The company also emphasised its continued commitment to India's developer ecosystem, revealing that the Play and Android platforms contributed ₹4 lakh crore in revenue and generated 35 lakh jobs in 2024. Google further introduced agentic AI tools and optimised templates in Firebase Studio, allowing developers to build and deploy full-stack AI applications more quickly and efficiently.
In a major move for mobile commerce, Google announced expanded access to over 250 million mapped places globally and launched India-specific pricing for Google Maps UI components. Additionally, AI-powered summaries in the Places API will help developers create location-based services tailored specifically for Indian users.

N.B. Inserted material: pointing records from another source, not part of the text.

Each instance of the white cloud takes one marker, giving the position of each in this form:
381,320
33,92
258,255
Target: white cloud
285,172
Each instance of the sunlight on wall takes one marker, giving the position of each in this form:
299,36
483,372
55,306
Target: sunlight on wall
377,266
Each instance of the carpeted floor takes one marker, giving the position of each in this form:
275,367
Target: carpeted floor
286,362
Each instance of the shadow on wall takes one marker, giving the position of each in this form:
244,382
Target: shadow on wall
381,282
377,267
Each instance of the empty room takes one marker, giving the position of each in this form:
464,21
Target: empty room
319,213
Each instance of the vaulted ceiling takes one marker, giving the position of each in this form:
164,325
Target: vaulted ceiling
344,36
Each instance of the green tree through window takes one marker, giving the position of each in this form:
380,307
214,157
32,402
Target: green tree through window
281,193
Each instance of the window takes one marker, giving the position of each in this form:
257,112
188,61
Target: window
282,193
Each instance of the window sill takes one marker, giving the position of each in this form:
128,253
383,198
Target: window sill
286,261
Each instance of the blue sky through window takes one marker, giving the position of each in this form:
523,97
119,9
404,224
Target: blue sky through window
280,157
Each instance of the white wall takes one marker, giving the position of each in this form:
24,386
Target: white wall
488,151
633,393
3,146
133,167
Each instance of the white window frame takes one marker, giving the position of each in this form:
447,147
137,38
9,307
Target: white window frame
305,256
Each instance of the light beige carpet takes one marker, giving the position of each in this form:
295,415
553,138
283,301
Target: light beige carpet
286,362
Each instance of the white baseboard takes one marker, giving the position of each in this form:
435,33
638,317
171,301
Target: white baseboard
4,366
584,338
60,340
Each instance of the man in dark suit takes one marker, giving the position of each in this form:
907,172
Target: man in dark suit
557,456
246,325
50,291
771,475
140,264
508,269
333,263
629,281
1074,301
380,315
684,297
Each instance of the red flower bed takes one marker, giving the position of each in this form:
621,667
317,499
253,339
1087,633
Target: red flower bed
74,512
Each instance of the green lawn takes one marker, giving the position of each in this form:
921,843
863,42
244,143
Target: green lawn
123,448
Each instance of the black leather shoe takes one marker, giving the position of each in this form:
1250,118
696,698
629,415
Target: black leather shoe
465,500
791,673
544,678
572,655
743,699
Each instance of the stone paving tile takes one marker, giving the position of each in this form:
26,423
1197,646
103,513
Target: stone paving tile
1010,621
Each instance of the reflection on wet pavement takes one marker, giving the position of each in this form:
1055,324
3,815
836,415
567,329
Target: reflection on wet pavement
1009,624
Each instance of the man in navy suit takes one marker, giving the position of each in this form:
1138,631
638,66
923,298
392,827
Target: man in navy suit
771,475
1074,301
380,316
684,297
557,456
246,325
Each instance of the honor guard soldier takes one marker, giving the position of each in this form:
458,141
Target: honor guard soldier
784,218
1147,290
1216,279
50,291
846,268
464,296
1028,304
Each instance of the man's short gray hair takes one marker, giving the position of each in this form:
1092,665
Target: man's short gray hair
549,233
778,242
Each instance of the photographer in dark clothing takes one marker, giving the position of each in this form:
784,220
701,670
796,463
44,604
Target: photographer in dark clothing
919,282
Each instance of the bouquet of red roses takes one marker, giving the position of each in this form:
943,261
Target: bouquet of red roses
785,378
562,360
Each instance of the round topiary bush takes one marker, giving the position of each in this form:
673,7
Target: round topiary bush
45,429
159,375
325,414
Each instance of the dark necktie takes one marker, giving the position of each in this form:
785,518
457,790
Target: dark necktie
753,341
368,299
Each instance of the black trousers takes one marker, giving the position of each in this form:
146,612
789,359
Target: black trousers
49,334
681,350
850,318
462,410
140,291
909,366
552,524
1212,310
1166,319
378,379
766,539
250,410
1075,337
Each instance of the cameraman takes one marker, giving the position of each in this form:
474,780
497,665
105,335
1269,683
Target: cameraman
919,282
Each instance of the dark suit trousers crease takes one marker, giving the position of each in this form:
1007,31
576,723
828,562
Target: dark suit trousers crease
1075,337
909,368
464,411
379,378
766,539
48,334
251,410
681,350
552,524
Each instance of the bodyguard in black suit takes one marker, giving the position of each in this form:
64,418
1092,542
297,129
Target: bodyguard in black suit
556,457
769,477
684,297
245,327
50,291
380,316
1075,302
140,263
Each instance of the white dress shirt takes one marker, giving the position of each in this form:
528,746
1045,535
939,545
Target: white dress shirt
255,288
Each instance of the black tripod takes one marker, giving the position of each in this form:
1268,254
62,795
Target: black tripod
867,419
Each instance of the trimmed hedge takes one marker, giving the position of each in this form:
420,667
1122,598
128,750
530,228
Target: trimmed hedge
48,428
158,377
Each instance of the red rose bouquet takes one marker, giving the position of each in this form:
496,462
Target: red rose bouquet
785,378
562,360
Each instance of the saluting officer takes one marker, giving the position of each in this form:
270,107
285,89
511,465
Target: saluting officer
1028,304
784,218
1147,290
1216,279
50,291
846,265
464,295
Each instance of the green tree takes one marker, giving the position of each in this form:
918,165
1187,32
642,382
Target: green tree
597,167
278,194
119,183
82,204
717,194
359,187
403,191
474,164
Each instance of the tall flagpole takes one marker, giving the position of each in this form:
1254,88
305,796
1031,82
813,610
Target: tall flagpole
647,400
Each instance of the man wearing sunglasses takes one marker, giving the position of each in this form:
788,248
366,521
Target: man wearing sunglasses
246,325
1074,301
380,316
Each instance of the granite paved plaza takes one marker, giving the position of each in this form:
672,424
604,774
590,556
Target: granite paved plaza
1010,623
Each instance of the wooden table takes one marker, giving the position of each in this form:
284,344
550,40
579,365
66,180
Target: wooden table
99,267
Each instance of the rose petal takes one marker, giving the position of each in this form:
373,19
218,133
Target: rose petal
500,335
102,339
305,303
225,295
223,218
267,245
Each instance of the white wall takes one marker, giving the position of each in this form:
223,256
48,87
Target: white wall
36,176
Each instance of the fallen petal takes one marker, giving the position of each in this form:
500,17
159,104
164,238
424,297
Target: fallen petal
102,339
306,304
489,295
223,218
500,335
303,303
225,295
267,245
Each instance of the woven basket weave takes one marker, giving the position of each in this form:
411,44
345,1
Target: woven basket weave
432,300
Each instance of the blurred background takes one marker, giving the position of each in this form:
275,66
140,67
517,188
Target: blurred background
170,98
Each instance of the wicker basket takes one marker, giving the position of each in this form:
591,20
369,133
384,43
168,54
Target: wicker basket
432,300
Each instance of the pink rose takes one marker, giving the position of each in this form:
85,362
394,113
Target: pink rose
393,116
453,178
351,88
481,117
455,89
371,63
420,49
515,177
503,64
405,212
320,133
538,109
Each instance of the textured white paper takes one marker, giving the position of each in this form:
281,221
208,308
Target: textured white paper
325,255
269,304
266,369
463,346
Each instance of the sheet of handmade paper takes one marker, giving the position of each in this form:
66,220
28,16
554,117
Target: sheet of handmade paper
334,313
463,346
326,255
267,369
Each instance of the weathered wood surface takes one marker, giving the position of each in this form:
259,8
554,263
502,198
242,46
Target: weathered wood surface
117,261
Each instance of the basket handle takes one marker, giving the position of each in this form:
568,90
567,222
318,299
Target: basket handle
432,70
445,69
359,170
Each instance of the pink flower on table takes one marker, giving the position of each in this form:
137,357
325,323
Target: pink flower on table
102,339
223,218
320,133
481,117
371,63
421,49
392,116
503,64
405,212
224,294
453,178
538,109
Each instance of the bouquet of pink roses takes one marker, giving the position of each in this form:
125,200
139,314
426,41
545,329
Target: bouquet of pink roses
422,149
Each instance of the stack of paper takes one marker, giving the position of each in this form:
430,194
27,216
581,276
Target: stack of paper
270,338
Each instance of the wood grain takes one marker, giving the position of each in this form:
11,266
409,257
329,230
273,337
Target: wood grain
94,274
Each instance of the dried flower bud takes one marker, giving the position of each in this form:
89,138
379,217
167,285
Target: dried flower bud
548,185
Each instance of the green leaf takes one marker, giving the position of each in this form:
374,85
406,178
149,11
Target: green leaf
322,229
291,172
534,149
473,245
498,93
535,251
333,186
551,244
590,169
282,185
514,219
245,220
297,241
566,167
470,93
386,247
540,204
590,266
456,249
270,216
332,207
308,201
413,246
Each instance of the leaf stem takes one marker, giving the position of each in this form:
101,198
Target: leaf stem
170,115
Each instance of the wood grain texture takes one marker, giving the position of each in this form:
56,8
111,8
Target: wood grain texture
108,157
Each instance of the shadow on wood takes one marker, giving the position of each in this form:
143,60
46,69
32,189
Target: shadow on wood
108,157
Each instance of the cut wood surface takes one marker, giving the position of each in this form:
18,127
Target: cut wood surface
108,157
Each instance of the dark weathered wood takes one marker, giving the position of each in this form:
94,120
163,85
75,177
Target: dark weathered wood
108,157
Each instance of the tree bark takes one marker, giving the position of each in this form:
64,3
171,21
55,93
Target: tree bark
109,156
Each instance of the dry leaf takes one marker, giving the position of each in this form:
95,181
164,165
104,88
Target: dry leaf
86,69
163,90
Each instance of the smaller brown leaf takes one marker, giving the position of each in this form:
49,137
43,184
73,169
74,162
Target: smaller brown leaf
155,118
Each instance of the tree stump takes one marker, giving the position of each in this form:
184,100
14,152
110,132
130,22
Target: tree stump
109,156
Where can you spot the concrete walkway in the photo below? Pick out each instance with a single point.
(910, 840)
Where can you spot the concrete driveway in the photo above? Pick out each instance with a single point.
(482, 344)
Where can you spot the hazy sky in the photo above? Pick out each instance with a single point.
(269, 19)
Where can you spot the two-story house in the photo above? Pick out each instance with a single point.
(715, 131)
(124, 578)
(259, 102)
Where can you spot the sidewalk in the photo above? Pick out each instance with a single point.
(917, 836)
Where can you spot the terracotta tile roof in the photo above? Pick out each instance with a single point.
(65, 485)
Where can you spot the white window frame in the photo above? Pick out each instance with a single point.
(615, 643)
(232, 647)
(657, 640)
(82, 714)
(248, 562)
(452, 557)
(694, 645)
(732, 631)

To further India's AI ambitions, Google is collaborating with three India AI Mission startups—Sarvam, Soket AI, and Gnani—on Make-in-India AI models based on Gemma. Sarvam's recent model, 'Sarvam-Translate,' exemplifies this homegrown innovation. In partnership with IIT Bombay's BharatGen, Google is also advancing ASR (Automatic Speech Recognition) and TTS (Text-to-Speech) models for Indic languages.
To support India's thriving game development community, Google launched the 'Google Play x Unity Game Developer Training' program, in collaboration with Unity and GDAI. Targeted at 500 Indian developers initially, the program offers over 30 hours of specialised training across various game development roles.
Highlighting grassroots innovation, the Gen AI Exchange Hackathon encouraged developers to apply their AI skills to real-world challenges. During the event, startups such as Sarvam, InVideo, Glance, and Nykaa showcased impactful solutions built using Google's AI models.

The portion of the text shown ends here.